I have met Maldivians who detest preachers of Islam because they had been sexually abused by clerics as children. They associate the Qur’an with hypocrisy, oppression and sexual abuse.
Imposing religion via the Constitution and having Islam controlled by headstrong literalists is sure to provoke a sense of violent betrayal and anger against Nasheed’s government.
Imposing religion will divide Maldives, not unify it, as many will rebel, if not openly at least in their hearts. The only way to invite back such people to Islam is to demonstrate that Allah is gentle, Allah is not into forcing himself on people via the Constitution.
This aggressive controlling of human minds and hearts creates frustration, hate, resentment and militant Islam.
Allah is locked in a perpetual, raging power struggle against false representations of himself.
All Maldivians are deeply grateful for the sacrifice of the martyr. But some see their sacrifice as being for the freedom of Maldivians from oppression.
At that time the will to freedom, the strength for dignity was expressed through Islam. But to use Islam now as a force for oppression is against the reason the martyr died.
The dignity and sovereignty of the Dhivehin, for which Thakurufaanu died, has as much to do with pre-Islamic Fanditha type culture as it does Islam. Fanditha culture is as Maldivian as fishing and family, yet “orthodox” Islam is opposed to Fanditha culture.
Nearly 50 per cent of Maldivian tradition, which most Maldivians call “Islamic”, would be considered unorthodox or bida’ (innovation) by the Adhaalaath brothers i.e. Islamic fundamentalism is against Dhivehi culture.
This may seem paradoxical, but freedom of religion improves morality in a society. Religious freedom was fought for in Europe by those who wanted to improve morality, not abandon it.
On the surface the USA looks like the most immoral society on Earth, but dig deeper into Al Mamlaka Al Arabiyya Al Sauddiya and the other religious societies (Vatican, Taliban-led Afghanistan etc…) and you will see these places are morally much worse than America.

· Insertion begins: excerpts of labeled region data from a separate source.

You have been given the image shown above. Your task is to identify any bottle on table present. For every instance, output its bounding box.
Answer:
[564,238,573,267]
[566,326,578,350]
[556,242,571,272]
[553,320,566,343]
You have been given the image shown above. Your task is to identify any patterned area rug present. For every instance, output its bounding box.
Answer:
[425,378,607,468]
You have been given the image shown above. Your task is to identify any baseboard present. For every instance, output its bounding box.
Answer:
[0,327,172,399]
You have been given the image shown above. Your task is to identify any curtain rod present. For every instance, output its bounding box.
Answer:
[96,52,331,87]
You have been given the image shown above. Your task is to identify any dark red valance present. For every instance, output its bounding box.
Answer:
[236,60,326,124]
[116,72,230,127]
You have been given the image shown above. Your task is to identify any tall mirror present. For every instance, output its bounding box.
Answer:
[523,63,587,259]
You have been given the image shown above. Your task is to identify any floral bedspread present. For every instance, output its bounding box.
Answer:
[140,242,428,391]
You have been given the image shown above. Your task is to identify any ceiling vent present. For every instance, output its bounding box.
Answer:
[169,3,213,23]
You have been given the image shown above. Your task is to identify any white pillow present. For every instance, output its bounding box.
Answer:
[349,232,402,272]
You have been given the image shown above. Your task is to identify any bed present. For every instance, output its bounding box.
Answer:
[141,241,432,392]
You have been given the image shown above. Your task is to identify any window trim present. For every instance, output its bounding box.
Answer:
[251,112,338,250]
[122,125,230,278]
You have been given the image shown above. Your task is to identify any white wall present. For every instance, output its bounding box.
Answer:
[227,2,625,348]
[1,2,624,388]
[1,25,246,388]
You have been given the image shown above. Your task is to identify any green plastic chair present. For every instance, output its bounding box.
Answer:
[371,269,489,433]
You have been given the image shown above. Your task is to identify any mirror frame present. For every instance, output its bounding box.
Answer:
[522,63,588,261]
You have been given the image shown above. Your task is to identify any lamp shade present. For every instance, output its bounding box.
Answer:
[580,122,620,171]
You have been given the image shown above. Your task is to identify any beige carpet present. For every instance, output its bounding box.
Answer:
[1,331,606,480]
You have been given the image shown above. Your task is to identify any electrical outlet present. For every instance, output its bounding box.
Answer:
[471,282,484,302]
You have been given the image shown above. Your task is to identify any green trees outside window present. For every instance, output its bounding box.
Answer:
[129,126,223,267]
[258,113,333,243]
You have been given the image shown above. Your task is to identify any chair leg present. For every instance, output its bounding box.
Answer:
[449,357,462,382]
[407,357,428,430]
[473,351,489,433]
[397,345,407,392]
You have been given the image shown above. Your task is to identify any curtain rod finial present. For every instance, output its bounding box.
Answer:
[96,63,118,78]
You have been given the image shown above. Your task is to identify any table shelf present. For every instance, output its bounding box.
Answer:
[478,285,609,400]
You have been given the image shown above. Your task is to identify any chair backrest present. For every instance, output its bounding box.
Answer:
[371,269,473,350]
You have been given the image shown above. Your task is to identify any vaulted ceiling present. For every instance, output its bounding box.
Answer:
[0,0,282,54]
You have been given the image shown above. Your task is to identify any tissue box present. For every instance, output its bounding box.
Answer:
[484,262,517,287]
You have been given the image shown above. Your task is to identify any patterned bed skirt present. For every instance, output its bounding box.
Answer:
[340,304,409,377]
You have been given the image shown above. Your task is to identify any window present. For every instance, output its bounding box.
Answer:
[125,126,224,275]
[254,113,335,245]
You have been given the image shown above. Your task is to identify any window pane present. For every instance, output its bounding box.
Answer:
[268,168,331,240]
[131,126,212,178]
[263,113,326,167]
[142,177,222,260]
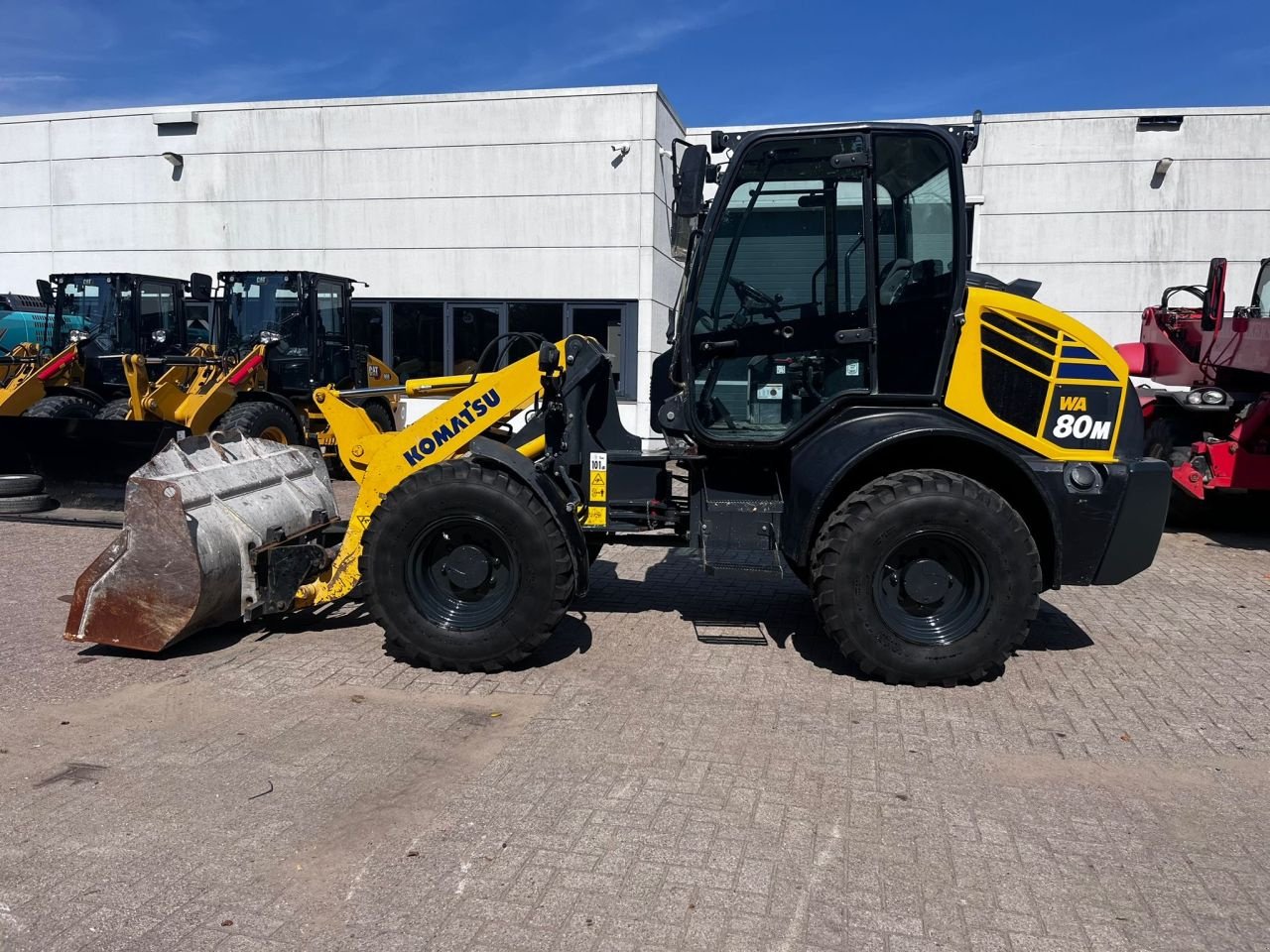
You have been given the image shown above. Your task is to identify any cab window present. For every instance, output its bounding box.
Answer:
[689,132,960,440]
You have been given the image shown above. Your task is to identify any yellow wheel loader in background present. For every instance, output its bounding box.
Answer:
[66,123,1170,684]
[0,272,210,505]
[98,272,399,458]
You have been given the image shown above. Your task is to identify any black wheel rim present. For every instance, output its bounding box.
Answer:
[874,532,989,645]
[405,516,521,631]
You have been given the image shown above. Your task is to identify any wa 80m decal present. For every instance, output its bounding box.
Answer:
[1043,385,1121,449]
[401,387,503,466]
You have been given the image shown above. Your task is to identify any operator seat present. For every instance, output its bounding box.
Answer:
[877,258,913,304]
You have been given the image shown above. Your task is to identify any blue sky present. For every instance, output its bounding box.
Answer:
[0,0,1270,126]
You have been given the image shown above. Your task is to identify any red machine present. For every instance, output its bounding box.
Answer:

I studied Saudi history and I tremble to even think of the activity that goes on there regarding child prostitution amongst the Sheikhs.
When religion does not depend on the state for funding and is not controlled by the state, the religious are free to act as a check and balance against government corruption without fear of retribution or without being silenced.
Majid may be less obliged to remain silent about certain more serious issues than discos and graveyards if he had not climbed to power through the support of some questionable figures.
Religion should not compromise its own values for power.
When religion is not imposed through a constitution, the religious have to work harder to win people over through inspiration rather than through intimidation, as a consequence, their moral standards are elevated and they inspire others moral standards.
I knew a guy who used to refuse to come to discos as he loved the closeness to Allah he felt in the Mosques and this eventually inspired me to follow him.
If he had tried to threaten me into following him, I would have partied at the disco ten times longer.
Furthermore, to get power, even if it’s power to do good, as politicians will begrudgingly concede during rare moments of honesty, a compromise of moral values occurs.
Politicians often think that the few lies and crooked deals will be worth all the good they’ll do once in power, but if a religious leader does it, this sets a bad example.
It says the end justifies the means. People don’t strive to be as moral as possible as a consequence of the ‘amorality’ of their role models.